I spend my days listening to “Mommy, can you find this?” Sometimes that is the exact phrase. This. With my son looking at me like I should know exactly what he is talking about. Ten minutes later, after many answerless questions, I have a vague idea. Sometimes.
The house is a mess of small toy parts in every room, wishing they were part of Woody’s crew from Toy Story and had a buddy. They are all afraid of being lost in a black hole for all eternity and mourn the loss of their fallen friends each time we talk about why shiny take and play Thomas is still MIA. (Personally I suspect he got smart and ran away, lucky bastard).
So the house is a mess, the kid refuses to clean, and the parents are too wiped of energy to care most days. To find anything is a search and rescue mission. Cue the suspense music. It requires a flashlight, night vision, a stick (thank you cat toys) to get under the couch, a crying kid, and a bottle of vodka.

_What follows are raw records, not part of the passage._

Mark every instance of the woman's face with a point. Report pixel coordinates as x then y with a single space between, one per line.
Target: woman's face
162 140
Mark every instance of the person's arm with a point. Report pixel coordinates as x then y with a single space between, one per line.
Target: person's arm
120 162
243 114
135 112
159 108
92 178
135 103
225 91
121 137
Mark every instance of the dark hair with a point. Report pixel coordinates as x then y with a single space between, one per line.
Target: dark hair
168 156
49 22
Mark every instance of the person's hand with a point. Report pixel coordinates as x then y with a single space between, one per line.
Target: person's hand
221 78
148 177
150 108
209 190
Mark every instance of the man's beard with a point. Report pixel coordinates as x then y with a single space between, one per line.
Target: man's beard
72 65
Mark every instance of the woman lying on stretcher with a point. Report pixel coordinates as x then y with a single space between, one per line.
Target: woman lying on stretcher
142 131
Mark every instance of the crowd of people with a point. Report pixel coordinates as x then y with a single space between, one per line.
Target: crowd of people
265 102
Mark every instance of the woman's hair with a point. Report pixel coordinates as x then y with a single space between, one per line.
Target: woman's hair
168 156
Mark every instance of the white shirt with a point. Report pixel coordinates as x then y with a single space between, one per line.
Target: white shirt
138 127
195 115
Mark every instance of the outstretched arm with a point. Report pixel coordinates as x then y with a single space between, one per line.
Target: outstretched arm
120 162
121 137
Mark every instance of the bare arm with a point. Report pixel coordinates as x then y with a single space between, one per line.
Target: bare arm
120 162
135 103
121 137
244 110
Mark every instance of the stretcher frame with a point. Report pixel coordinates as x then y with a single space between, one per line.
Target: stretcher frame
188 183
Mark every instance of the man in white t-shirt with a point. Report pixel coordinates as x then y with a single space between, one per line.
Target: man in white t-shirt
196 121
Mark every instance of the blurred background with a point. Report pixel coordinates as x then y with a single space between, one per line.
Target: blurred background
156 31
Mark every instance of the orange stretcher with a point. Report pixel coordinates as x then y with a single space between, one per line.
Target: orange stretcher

Let me rephrase. This is what is required to attempt to find anything. The crying kid, complete with stomping feet, is what happens when the parents wave the white flag.
I am plotting my revenge. My son is currently an only child. Which means he will be responsible for me, alone, when I am old and cranky. I can picture it now:
Old me: I need you to find something for me.
Adult son: on the Internet (or whatever high speed information gadget that will be surgically implanted by then)?
Old me: No… In my room.
Adult son: Mom, I am not there right now.
Adult me: Then get over here and help.
Twenty minutes or so later, when he finally arrives, I will send him on a wild goose chase around the house. For an item I know exactly where to find.
He’ll think I’m suffering from dementia. I’ll know better.
Or I will have memory problems, and he’ll find this and call my bluff. I better have another child. As backup. Just in case.